Obviously, even though it should be a fast operation (actually, is pretty much a constant-time operation), it must be done for each element, and for both start and end element callbacks, so we end up in there many times; fortunately, we provide a bunch of fast paths in it, and we also store namespaces inside an hashtable, so that it does take just a third of the total time. I was a bit skeptic on its reliability, though – and always felt that the check was a little to “sensible”; so far, is_element_full has proved me wrong – but I’ll always feel restless, and await the dreaded moment when someone breaks it.

As another big offender, we find the timestamp_from_iso8601 function. As its name implies, it transforms a ISO8601 timestamp into a Un*x one – that is, seconds from the Epoch (00:00:01 1.1.1970). I’ve taken part of the function’s logic from Mr. Project’s code, while the inverse function (timestamp_to_iso8601) was taken from Drivel’s XML:RPC code. I adapted them both, and made them a little bit stronger on the payload constraints. Anyway, while producing a ISO8601 formatted date is quite easy (just call strftime), the other way round is really not for the faint of heart. I was considering the option of producing a patch for making it a GLib function – many web-based projects would benefit from it, since the ISO8601 format should be the standard for expressing dates on the intarweb. As you can see, every bookmark element has three timestamps – so this function must be run three times per bookmark entry. That is probably why it’s accountable for the 9% of the overall time.

Another 9% of the time is spent adding a new item inside the list held by the BookmarkFile object. This is because the bookmarks are stored inside a GList, and indexed using an hashtable for faster lookup times. I’ve just noticed that I’ve used g_list_append in order to store a new BookmarkItem structure; we could shave of some time by using g_list_prepend instead, since we really don’t care of how the bookmarks are sorted – both on disk and in memory; actually, the only way to get a list of bookmarks is to get the URIs, and then access them one at a time, by its URI. So, thanks sysprof for this. (While I was writing this, I did the change; now the egg_bookmark_file_add_item time has become just ~3% of the total time – yay).

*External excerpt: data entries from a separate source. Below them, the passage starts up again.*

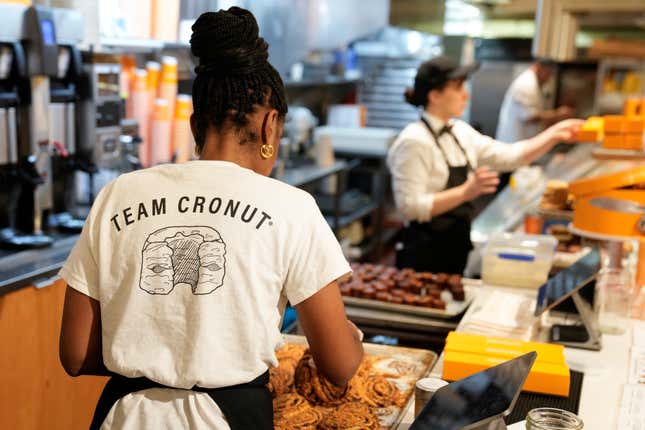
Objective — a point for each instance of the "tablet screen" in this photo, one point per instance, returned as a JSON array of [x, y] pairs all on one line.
[[568, 280], [476, 398]]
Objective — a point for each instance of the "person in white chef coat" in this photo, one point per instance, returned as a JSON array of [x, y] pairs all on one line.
[[440, 164], [523, 113]]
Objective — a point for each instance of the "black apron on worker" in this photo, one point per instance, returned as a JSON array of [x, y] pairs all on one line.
[[245, 406], [443, 243]]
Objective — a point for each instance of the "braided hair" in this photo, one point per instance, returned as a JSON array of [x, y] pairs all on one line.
[[233, 74]]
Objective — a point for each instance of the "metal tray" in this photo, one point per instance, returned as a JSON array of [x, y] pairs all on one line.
[[453, 308], [423, 360]]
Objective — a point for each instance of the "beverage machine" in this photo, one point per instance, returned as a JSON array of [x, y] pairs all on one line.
[[24, 144], [69, 158]]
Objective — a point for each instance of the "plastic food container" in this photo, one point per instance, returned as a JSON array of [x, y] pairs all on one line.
[[518, 260]]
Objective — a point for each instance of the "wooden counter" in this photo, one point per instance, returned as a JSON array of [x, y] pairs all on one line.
[[35, 391]]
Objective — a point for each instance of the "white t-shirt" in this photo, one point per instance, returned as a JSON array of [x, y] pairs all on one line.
[[193, 264], [522, 100]]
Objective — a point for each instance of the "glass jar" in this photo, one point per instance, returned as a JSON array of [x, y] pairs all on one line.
[[552, 419], [615, 289]]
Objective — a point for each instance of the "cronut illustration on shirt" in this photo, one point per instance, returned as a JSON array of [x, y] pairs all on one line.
[[183, 256]]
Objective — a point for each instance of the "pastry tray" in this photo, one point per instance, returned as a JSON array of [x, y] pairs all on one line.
[[453, 307], [423, 360]]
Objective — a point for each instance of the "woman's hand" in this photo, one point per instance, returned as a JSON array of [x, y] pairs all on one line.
[[564, 131], [481, 181]]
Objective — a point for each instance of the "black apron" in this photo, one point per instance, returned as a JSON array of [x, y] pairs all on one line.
[[245, 406], [443, 243]]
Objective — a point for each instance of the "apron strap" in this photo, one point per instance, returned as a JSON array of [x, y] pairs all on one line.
[[245, 406], [435, 136]]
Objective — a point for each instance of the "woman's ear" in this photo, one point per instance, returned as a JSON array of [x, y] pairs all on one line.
[[193, 124], [270, 126]]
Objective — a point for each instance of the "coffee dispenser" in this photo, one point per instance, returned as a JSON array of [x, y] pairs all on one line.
[[34, 146], [100, 113], [19, 174], [68, 158]]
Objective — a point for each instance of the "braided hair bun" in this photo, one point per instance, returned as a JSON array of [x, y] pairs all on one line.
[[228, 42], [234, 73]]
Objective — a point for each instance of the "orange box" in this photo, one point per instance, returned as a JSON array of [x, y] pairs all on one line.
[[503, 347], [591, 130], [632, 106], [634, 141], [589, 135], [614, 124], [614, 141], [546, 378], [635, 124]]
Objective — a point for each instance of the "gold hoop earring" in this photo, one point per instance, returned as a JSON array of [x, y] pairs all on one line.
[[266, 151]]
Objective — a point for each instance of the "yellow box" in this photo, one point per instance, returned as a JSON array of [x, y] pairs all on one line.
[[614, 123], [634, 141], [591, 130], [589, 135], [635, 124], [614, 141], [546, 378], [502, 347], [632, 106]]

The lowest offenders are the egg_bookmark_*_free functions – which do nothing except… well… free the data. Since we have a couple of lists, we end up having to cycle through them in order to free the data.

… And a point

The point is that, surprisingly enough, BookmarkFile is performing quite well – and I say “suprisingly” because I didn’t expect it to at this point in time (it is a second iteration parser, written as a replacement for a libxml2-based parser); most of the time is spent in places where we could shave off something by micro-optimizing stuff (inlining some functions might yield better timings, as well as marking some unlikely path and letting the compiler do the dirty work).

This allows the code inside libegg/recentchooser to appear quite fast – or, at least, to put the blame on the performance issues of the RecentChooser widgets on Gtk instead of my parser code – heh.

The End (for now)

This profiling sessions wouldn’t have been possible without the great job of Søren Sandmann, who wrote sysprof, and – of course – Federico Mena Quintero, our profiling overlord. I’ve learned a great deal of things in order to correctely profile my code, and it really paid off in terms of speed and reliability.